Biden's administration moved quickly to start dismantling the controversial policy, officially called the Migrant Protection Protocols (MPP), with a first stage that began on Friday.

'An important step'

The American Civil Liberties Union welcomed their arrival as "an important step in rebuilding" the US asylum system. "But thousands are still suffering right now stuck in limbo under this inhumane policy," ACLU San Diego spokesman Edward Sifuentes said.

According to the US Department of Homeland Security (DHS), there are approximately 25,000 active cases. Mexico says 6,000 remain on its territory.

Life under threat of deportation

The 25 asylum-seekers were allowed to enter in San Ysidro, California, and will now be quarantining at a local hotel, according to Reuters news agency. They were tested for coronavirus before entering. 
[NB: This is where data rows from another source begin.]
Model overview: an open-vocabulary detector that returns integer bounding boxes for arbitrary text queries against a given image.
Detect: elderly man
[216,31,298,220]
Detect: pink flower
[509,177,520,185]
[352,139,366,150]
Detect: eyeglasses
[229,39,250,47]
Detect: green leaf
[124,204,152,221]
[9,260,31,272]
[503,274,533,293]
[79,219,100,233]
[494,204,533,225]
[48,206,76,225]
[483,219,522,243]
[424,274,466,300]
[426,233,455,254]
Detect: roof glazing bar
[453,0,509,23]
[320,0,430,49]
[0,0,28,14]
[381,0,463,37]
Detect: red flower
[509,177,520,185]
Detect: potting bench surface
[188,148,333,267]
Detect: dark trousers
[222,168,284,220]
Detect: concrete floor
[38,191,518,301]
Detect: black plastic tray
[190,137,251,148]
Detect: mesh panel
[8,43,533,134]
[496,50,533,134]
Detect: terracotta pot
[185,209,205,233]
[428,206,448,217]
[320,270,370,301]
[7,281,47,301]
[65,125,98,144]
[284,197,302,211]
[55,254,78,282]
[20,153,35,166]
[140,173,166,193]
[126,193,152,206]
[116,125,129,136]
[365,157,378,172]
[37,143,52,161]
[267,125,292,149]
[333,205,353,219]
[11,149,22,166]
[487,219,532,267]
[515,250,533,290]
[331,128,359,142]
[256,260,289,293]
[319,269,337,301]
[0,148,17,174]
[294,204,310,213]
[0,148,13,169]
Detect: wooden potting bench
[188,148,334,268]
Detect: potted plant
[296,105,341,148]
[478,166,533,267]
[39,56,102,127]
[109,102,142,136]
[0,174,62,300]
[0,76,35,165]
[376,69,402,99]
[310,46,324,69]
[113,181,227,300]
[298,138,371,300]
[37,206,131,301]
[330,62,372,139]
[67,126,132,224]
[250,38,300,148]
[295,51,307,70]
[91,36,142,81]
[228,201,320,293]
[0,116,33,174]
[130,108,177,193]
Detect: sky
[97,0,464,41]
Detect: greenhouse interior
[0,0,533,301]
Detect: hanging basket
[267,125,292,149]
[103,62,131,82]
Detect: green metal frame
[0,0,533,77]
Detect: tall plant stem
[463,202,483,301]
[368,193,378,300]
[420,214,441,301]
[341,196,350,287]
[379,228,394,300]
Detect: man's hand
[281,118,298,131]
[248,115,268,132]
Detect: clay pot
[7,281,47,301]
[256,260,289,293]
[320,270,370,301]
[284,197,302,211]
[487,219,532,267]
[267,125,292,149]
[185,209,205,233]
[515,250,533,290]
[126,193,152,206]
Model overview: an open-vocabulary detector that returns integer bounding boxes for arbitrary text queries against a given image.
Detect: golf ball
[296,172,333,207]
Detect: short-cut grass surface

There was some confusion over the launching of a website that enables migrants with active cases to register for hearings remotely, to be processed at the US-Mexico border. 

"We have faith in God that we will be allowed in. We have already spent enough time here," Enda Marisol told AP news agency. She has been awaiting her hearing with her 10-year-old son. 

Reversal of Trump policies

Biden began overturning Trump's hardline immigration policies on January 20, his first day in office, when he lifted a travel ban on 13 mostly Muslim-majority and African countries, halted construction of the US-Mexico border wall and reversed other measures.

Democrats on Thursday formally introduced Biden's sweeping immigration bill in Congress, a measure that would provide a path to US citizenship for an estimated 11 million immigrants in the country illegally.

The Biden administration is treading carefully in its efforts to process asylum-seekers, wary that the policy shift could encourage more migrants to trek to the US-Mexico border. US officials say anyone who seeks to enter and does not have an active MPP case will be immediately expelled.